Mysterious memory allocation

Ross_Boylan · January 23, 2023, 9:41pm

Using julia --track-allocation identifies the top hotspots in my code for memory allocation:

       - function zSQdensity(z::Float64, wa::WorkArea)
        0     ev = wa.evaluator
        0     dat::DataFrame = wa.dat
        0     objective::Objective = wa.objective
        0     if objective == justZ || objective == just1
        0         d = exp(-0.5 * z^2)
        -     else
1356970560         d = exp(-0.5 * (1.0 - 2.0 * ev.λ) * z^2)
        -     end
190084928     for i in wa.i_start:wa.i_end
2062343712         Y = dat.Y[i]
        - 
        -         # conditional Y=1 | z
        -         # next line gets most of the CPU time
11654907264         cd = logistic(z*ev.σ + ev.k)
        0         if Y
748204864             d *= cd
        -         else
4331043904             d *= (1.0-cd)
        -         end
        - 
        0     end
        0     if objective == justZ || objective == WZ
442565376         d *= z
        -     end
        0     return d
        - end

logistic is from StatsFuns and is 1/(1+e^{-x}). I am baffled that any allocation is going on. The top spot is cd = logistic(z*ev.σ + ev.k) and all the quantities involved are scalars. I figured the compiler would be doing the math in registers.

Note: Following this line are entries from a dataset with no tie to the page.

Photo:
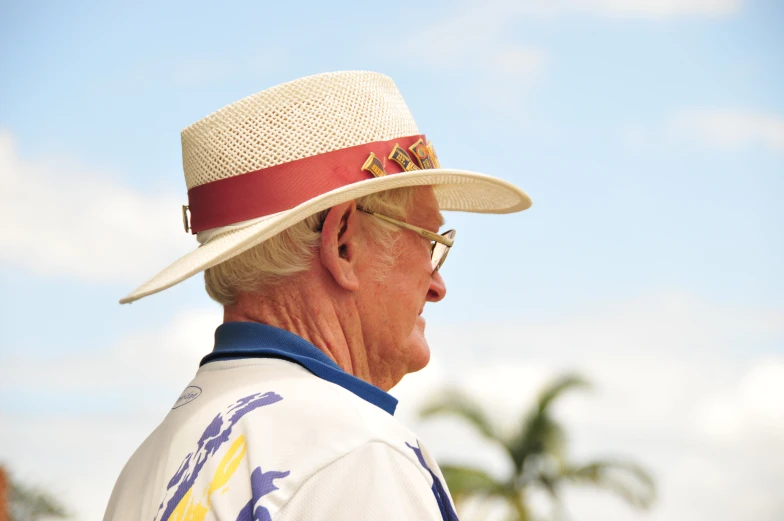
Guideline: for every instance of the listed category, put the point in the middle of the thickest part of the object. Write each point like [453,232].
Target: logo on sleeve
[187,396]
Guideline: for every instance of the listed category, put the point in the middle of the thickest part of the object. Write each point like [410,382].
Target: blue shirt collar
[253,340]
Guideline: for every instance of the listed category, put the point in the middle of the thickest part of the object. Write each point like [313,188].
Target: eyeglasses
[440,242]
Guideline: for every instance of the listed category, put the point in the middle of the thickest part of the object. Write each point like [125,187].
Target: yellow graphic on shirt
[192,508]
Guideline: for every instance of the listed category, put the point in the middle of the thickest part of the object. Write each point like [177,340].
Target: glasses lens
[440,251]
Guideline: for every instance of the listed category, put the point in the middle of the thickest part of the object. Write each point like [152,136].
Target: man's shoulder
[298,400]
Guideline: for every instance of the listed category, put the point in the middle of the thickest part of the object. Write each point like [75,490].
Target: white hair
[291,251]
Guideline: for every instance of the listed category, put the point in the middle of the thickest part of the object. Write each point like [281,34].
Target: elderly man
[317,207]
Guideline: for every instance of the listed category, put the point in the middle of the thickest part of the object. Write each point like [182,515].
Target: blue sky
[650,136]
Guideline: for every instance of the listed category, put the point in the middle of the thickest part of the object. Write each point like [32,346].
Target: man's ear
[338,244]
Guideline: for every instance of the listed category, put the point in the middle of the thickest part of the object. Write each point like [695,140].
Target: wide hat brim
[455,190]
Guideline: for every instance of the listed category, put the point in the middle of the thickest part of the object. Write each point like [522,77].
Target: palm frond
[626,479]
[463,407]
[539,433]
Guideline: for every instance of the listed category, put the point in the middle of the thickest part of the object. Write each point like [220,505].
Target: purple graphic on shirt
[214,436]
[261,484]
[442,498]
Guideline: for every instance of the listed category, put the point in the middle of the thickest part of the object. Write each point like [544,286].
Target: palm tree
[536,450]
[20,502]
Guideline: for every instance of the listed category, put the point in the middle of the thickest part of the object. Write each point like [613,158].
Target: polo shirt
[271,428]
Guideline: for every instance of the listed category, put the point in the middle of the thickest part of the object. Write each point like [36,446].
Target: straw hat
[268,161]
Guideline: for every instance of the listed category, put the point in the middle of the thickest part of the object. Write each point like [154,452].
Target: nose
[437,290]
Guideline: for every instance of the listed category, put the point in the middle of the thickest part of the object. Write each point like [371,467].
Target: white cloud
[62,218]
[655,9]
[94,409]
[731,128]
[678,388]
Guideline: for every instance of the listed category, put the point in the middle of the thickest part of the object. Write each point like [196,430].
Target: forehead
[424,211]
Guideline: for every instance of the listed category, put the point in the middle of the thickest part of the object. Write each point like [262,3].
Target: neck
[305,307]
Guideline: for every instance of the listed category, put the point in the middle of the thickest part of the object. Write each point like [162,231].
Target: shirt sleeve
[374,481]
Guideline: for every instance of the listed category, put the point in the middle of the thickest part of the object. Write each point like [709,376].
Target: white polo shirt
[272,429]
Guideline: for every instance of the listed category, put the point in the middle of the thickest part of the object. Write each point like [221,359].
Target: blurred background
[649,133]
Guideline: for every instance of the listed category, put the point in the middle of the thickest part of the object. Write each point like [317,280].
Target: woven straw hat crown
[292,121]
[266,162]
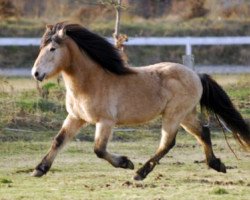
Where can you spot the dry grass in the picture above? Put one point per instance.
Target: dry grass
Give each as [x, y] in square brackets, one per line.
[78, 174]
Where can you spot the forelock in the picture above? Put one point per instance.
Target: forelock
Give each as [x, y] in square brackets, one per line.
[51, 35]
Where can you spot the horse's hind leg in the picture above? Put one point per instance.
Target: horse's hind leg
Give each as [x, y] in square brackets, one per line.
[169, 130]
[102, 134]
[192, 125]
[68, 131]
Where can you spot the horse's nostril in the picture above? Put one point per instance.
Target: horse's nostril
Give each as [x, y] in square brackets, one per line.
[36, 74]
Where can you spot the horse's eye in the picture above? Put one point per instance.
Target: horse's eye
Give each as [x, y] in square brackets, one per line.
[52, 49]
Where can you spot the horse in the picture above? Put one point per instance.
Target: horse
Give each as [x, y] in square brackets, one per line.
[102, 90]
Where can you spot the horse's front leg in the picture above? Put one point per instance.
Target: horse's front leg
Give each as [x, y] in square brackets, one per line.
[102, 134]
[68, 131]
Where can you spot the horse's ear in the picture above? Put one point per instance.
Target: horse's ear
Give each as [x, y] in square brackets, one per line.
[62, 33]
[49, 27]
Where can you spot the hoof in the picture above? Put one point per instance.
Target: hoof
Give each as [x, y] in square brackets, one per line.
[138, 177]
[217, 165]
[126, 163]
[223, 168]
[37, 173]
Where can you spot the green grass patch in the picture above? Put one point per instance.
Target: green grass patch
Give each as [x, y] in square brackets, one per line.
[5, 181]
[220, 191]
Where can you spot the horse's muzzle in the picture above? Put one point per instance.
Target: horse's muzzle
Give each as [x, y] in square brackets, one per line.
[39, 76]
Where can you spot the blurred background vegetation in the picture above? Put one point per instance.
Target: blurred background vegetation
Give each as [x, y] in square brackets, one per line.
[23, 105]
[27, 18]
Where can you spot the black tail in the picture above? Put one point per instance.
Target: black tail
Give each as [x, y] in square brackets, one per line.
[216, 100]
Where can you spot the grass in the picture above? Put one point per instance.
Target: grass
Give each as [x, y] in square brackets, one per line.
[78, 174]
[28, 124]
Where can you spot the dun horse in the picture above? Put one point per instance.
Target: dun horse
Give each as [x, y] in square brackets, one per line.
[101, 90]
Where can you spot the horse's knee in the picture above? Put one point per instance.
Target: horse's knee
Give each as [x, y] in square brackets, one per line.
[205, 135]
[216, 164]
[99, 152]
[59, 140]
[172, 144]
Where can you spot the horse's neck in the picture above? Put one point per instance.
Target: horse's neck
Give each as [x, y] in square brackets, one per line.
[83, 75]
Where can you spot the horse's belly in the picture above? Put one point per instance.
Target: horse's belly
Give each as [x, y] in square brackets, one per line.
[82, 111]
[140, 113]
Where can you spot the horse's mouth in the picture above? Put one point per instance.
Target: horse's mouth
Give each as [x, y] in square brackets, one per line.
[40, 78]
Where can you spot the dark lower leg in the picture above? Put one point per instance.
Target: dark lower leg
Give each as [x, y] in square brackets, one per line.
[151, 163]
[103, 132]
[212, 161]
[44, 166]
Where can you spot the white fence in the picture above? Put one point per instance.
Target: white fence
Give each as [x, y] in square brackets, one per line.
[188, 42]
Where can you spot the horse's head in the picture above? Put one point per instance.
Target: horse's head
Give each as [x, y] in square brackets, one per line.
[53, 56]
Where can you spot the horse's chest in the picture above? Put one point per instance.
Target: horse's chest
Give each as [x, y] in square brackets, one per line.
[83, 109]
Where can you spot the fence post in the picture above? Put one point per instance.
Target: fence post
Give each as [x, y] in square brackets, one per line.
[188, 60]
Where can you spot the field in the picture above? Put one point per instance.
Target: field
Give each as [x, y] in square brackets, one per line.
[28, 122]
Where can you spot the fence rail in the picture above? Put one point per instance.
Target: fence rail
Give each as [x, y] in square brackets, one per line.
[188, 42]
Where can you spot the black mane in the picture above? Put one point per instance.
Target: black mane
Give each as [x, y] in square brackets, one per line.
[96, 47]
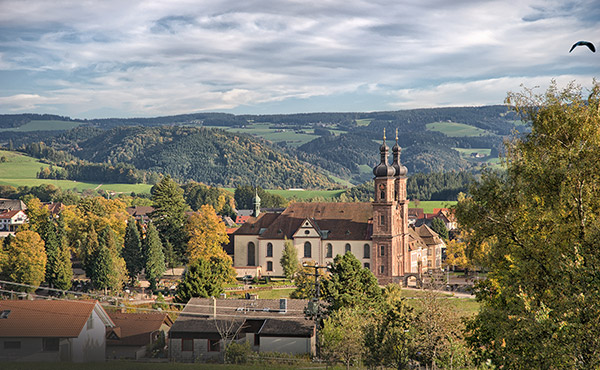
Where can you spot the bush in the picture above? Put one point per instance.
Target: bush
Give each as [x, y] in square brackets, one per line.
[237, 353]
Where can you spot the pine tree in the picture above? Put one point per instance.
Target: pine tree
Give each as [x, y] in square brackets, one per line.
[132, 250]
[155, 259]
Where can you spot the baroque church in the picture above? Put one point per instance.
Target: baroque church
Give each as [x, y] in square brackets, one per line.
[377, 233]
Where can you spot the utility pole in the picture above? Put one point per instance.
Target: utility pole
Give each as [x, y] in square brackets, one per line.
[315, 310]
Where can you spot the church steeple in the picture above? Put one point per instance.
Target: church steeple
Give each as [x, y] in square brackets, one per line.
[256, 203]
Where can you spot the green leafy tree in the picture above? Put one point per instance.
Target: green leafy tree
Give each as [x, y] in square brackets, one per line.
[169, 214]
[351, 285]
[342, 336]
[289, 259]
[439, 227]
[155, 259]
[540, 222]
[205, 278]
[132, 250]
[388, 339]
[24, 260]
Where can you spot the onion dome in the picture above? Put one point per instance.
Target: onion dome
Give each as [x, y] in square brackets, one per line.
[383, 169]
[400, 170]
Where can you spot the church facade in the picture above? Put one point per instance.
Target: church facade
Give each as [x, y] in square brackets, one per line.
[377, 233]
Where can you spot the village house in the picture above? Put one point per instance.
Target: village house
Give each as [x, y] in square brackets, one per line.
[135, 333]
[206, 325]
[377, 233]
[52, 330]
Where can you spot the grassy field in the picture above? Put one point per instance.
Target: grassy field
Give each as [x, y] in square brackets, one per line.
[454, 129]
[21, 170]
[47, 125]
[429, 205]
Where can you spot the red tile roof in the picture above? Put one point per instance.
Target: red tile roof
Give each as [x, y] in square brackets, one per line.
[342, 221]
[45, 318]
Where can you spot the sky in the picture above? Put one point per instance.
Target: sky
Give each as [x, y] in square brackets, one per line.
[100, 59]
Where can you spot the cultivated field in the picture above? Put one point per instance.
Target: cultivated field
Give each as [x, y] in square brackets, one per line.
[454, 129]
[21, 170]
[44, 125]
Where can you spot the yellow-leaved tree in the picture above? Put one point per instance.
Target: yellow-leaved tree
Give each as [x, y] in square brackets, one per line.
[207, 234]
[25, 260]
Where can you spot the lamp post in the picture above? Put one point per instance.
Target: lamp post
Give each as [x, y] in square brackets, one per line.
[316, 301]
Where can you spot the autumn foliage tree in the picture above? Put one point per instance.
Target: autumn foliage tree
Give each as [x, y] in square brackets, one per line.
[24, 260]
[540, 220]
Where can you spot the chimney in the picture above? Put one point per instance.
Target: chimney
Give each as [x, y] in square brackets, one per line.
[283, 305]
[214, 307]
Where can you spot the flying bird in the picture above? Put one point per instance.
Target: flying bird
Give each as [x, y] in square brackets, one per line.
[583, 43]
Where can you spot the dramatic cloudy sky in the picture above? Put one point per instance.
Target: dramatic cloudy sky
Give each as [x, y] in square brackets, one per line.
[131, 58]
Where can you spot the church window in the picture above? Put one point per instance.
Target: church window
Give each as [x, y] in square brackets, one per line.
[251, 254]
[269, 250]
[307, 250]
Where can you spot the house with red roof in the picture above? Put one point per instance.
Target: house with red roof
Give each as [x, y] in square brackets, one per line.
[134, 333]
[53, 330]
[11, 220]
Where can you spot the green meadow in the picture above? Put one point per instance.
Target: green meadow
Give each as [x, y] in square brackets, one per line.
[454, 129]
[44, 125]
[21, 170]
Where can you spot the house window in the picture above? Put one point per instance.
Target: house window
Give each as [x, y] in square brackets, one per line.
[12, 344]
[50, 344]
[187, 344]
[307, 250]
[251, 254]
[214, 345]
[328, 250]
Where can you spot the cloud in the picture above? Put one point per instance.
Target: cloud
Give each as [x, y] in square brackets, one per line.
[151, 58]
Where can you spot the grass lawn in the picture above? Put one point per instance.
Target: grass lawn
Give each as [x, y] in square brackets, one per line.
[21, 170]
[131, 365]
[429, 205]
[44, 125]
[454, 129]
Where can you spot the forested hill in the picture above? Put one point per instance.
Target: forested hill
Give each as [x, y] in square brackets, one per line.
[207, 155]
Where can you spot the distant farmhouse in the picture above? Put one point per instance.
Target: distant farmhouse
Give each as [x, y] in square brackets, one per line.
[266, 324]
[377, 233]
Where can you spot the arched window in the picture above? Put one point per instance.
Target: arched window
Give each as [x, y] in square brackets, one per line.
[307, 250]
[366, 251]
[251, 254]
[269, 250]
[328, 250]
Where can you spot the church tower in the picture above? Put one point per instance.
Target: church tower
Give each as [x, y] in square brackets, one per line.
[387, 246]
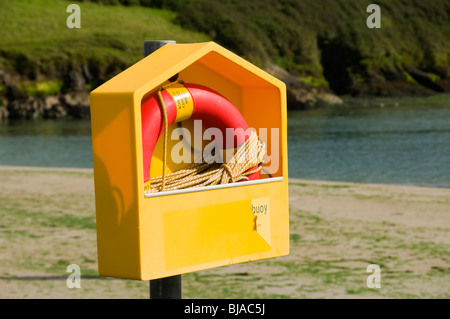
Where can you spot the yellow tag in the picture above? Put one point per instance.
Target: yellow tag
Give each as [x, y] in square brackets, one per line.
[261, 209]
[183, 100]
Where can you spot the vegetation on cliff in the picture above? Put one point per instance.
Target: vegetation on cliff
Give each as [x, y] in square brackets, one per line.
[322, 44]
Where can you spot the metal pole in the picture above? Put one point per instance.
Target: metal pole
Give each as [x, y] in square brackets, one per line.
[168, 287]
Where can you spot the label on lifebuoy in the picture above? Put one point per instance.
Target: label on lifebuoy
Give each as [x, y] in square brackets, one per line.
[183, 100]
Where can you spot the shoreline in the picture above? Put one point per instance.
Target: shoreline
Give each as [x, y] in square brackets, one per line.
[292, 180]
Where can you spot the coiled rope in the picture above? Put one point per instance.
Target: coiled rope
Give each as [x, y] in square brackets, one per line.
[208, 172]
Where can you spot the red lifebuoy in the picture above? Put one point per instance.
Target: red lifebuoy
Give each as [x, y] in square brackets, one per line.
[209, 106]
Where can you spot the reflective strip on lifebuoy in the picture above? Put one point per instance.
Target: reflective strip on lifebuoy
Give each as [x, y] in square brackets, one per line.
[189, 101]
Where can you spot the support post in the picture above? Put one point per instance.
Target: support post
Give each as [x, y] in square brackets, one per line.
[168, 287]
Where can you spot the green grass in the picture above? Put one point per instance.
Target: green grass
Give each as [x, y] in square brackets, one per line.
[36, 41]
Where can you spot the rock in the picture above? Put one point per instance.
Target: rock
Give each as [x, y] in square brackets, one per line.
[301, 95]
[76, 104]
[424, 79]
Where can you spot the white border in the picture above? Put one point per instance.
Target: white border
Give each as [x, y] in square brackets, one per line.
[220, 186]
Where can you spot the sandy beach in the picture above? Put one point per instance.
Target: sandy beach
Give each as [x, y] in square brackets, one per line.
[337, 229]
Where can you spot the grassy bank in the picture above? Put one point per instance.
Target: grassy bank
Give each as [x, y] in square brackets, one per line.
[336, 229]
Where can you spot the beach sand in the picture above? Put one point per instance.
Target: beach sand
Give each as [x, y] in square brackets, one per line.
[336, 231]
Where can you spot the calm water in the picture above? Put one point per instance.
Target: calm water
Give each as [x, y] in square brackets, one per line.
[389, 145]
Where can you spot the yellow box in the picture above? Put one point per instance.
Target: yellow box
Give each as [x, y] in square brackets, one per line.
[147, 237]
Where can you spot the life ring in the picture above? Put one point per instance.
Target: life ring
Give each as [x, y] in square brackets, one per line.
[207, 105]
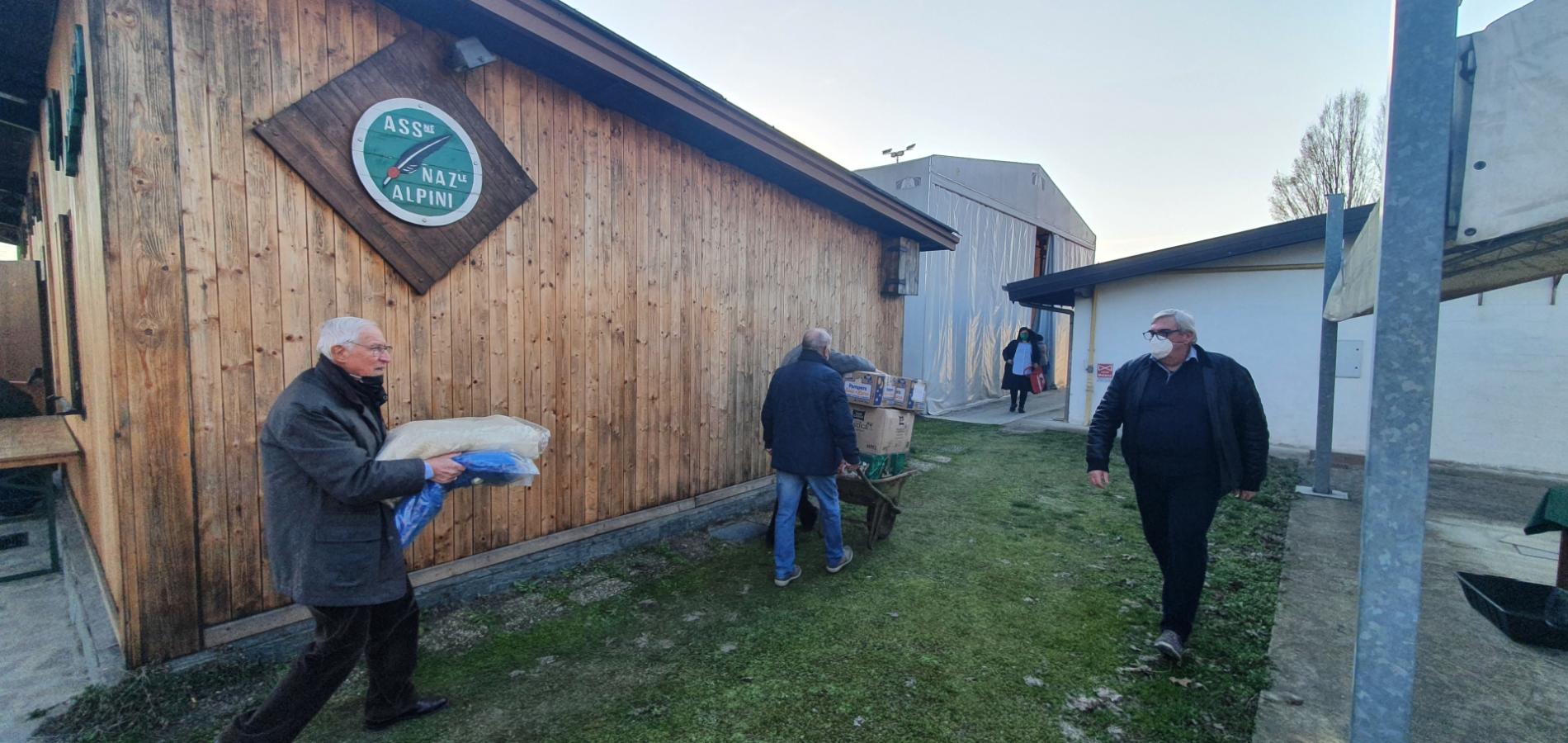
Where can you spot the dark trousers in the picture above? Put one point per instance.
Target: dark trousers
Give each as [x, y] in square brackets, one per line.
[1176, 514]
[385, 634]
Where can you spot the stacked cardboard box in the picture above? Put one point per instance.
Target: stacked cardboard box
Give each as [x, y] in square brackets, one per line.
[877, 389]
[881, 430]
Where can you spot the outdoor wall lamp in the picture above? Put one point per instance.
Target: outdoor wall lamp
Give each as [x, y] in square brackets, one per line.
[470, 54]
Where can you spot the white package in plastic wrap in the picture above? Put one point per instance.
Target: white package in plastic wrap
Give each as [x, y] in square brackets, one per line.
[423, 439]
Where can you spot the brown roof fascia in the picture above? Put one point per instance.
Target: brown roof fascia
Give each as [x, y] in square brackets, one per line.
[602, 49]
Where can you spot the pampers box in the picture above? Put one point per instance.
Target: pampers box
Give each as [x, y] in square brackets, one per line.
[881, 430]
[877, 389]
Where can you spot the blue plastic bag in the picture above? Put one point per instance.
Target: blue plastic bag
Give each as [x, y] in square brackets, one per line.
[479, 467]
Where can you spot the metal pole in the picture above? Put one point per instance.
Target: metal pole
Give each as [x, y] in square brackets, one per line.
[1399, 447]
[1329, 357]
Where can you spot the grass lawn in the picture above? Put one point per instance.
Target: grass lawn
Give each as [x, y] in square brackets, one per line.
[1012, 603]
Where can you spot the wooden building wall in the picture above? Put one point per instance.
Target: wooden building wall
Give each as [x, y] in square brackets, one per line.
[635, 306]
[78, 200]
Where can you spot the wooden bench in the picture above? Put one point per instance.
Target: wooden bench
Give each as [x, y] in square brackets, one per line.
[38, 441]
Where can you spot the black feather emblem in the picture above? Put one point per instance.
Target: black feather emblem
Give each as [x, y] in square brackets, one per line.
[413, 157]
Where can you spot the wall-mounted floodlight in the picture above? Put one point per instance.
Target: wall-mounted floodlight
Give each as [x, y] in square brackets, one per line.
[895, 154]
[470, 54]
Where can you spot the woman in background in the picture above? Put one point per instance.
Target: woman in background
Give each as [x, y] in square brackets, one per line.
[1019, 355]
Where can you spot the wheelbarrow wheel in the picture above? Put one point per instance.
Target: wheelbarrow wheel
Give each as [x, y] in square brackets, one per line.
[872, 518]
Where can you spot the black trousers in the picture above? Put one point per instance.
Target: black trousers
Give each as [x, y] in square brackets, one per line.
[1176, 513]
[385, 634]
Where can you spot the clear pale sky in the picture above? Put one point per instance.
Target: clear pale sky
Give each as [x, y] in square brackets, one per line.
[1162, 121]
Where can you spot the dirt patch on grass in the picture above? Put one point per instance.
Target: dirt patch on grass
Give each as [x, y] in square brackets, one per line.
[597, 591]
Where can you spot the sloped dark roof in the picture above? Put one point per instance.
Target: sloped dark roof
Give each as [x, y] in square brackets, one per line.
[26, 36]
[1062, 287]
[578, 52]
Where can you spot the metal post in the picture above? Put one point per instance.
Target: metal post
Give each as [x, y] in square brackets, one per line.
[1329, 357]
[1399, 447]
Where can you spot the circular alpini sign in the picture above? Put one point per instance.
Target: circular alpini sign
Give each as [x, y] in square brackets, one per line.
[418, 162]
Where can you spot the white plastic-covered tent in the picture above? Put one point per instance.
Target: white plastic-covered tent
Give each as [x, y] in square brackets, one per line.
[1509, 179]
[1008, 216]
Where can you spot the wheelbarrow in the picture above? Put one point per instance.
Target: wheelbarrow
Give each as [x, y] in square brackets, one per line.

Is it just that d, Y and cd are allocated fresh at each iteration? But Y and cd are allocated the same number of times and yet have much different total bytes allocated. For that matter, d *= cd multiplies an existing number. Why does that cause any new memory allocation?

Or maybe this is the profiling version of a Heisenbug, in which I’m actually tracking the overhead of the profiler?

These functions are in an inner loop that is called a lot, and so it’s not surprising they should account for a lot of the load. But I don’t see how they are allocating memory, and so I don’t see how to reduce it.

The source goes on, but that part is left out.